Une piste de ski artificiel sur un terril à Loisinord
Notice
Reportage sur la station de ski artificielle construite sur un ancien site minier à Noeux-les-Mines dans le Pas-de-Calais. Elle a une vocation sociale et permet de faire du ski à moindre frais tout en restant dans le Bassin minier. Jacques Villedary, maire et fondateur du site Loisinord, présente ce nouvel équipement. Dans l'avenir, il a comme projet d'amener de la neige en couvrant la piste.
Éclairage
L'implantation sur l'un des terrils de Noeux-les-Mines d'une piste de ski artificielle, intégrée dans un grand centre de loisirs sportif baptisé Loisinord, témoigne, sous une forme singulière, des dynamiques de réaménagement que connaît l'ex-Bassin minier à compter des années 1980. Jouent d'abord ici les projets de Jacques Villedary, maire socialiste de la ville à partir de 1983. Comme beaucoup de ses pareils, ce dernier arrive aux responsabilités dans un contexte marqué par la récession minière, à laquelle vient s'ajouter dans les années 1980 les effets de la crise économique. Sans doute la situation de Noeux-les-Mines comporte-t-elle certaines spécificités : les puits y ont été fermés de manière relativement précoce (1968 pour le dernier) et par ailleurs la ville est longtemps le siège d'une enseigne-phare de la grande distribution : Leroy-Merlin. La municipalité ne s'en trouve pas moins confrontée à des défis économiques et sociaux majeurs, et manifeste, par la voix de son maire, l'ambition d'opérer la sortie de la ville de sa période minière. Jacques Villedary se montre soucieux de préserver la mémoire et le patrimoine de cette période : c'est lui par exemple qui appuie la création d'un musée de la mine, inauguré en 1986. En même temps, il ne veut pas se limiter à la conservation patrimoniale et cherche à mener à bien la reconversion des anciens sites et friches industrielles minières. Ses projets sont portés par un contexte favorable. Nombre de collectivités locales se réapproprient alors notamment les terrils, pour les faire servir à de nouvelles fonctions, en particulier dans le domaine des loisirs.

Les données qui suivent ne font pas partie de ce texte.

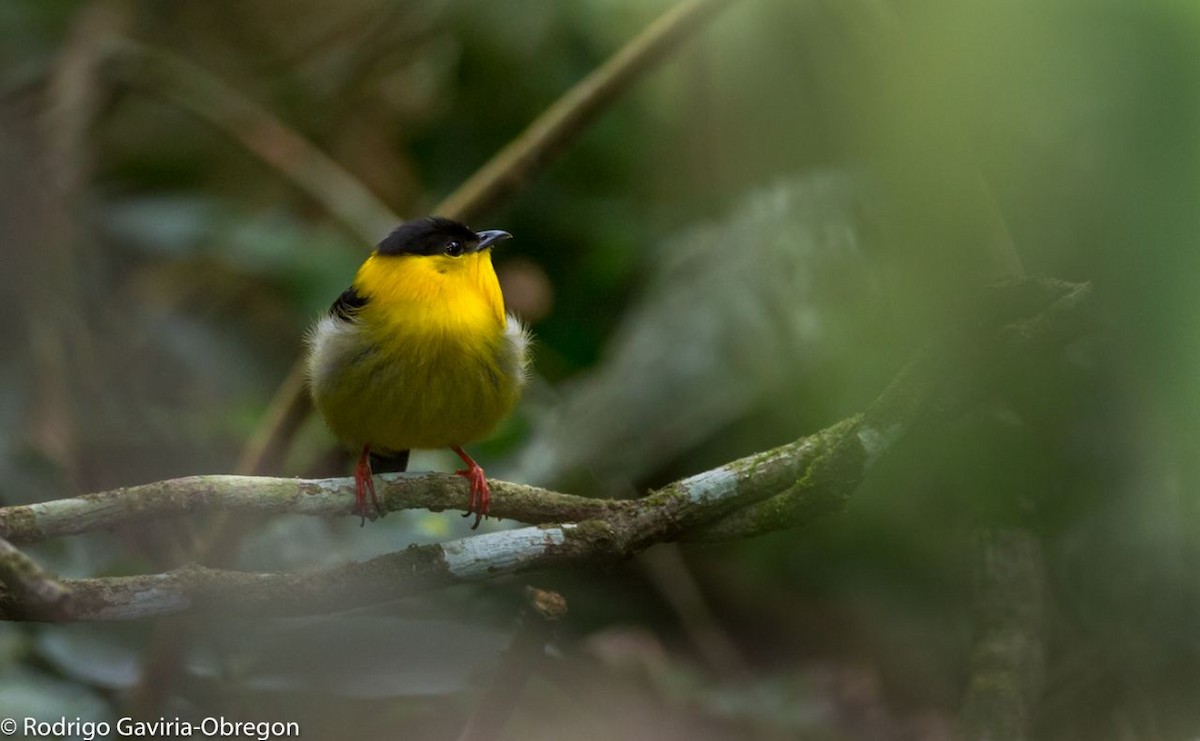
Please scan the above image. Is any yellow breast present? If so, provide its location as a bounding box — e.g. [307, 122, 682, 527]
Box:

Le plan d'eau de la base de Loisinord est inauguré en 1994 mais le plus original intervient deux ans après, lorsqu'en 1996 s'ouvre la piste de ski. On peut y voir une manière de tirer pleinement les conséquences de l'aspect de montagne artificielle qui est surtout celui des terrils les plus récents. En cherchant plus en amont, on y trouvera peut-être la trace d'une vieille ambition, très présente à gauche (par exemple au moment du Front Populaire) mais aussi dans certaines initiatives sociales des Houillères du Nord-Pas-de-Calais : parvenir enfin à démocratiser l'activité très élitiste que constituent les sports d'hiver. On y décèle enfin très nettement la tentation de changer les couleurs de l'image de la ville, du noir associé au charbon, au vert de la piste synthétique, au blanc associé au ski et au bleu du plan d'eau. L'initiative a en tous les cas connu du succès et s'est imposé dans la durée. La base de Loisinord est devenue un complexe couvrant des activités plurielles : sports nautiques et sports de glisse, mais aussi un centre d'animation et d'hébergement ainsi qu'un circuit automobile et de nombreuses enseignes commerciales. La reconversion d'une région traditionnellement marquée par le travail industriel vers les loisirs ne va cependant pas sans difficultés. Elle ne compense pas le départ d'autres activités (le siège de Leroy-Merlin a quitté durant la dernière décennie Noeux-les-Mines, laissant une nouvelle friche à gérer). Elle est marquée par la fluctuation de la fréquentation, la difficulté parfois à supporter dans la durée le poids de ces grands équipements et enfin la concurrence susceptible d'exister entre eux. Beaucoup d'élus comptent aujourd'hui sur l'ouverture du Louvre-Lens, en décembre 2012, pour donner une nouvelle dynamique à cet ensemble.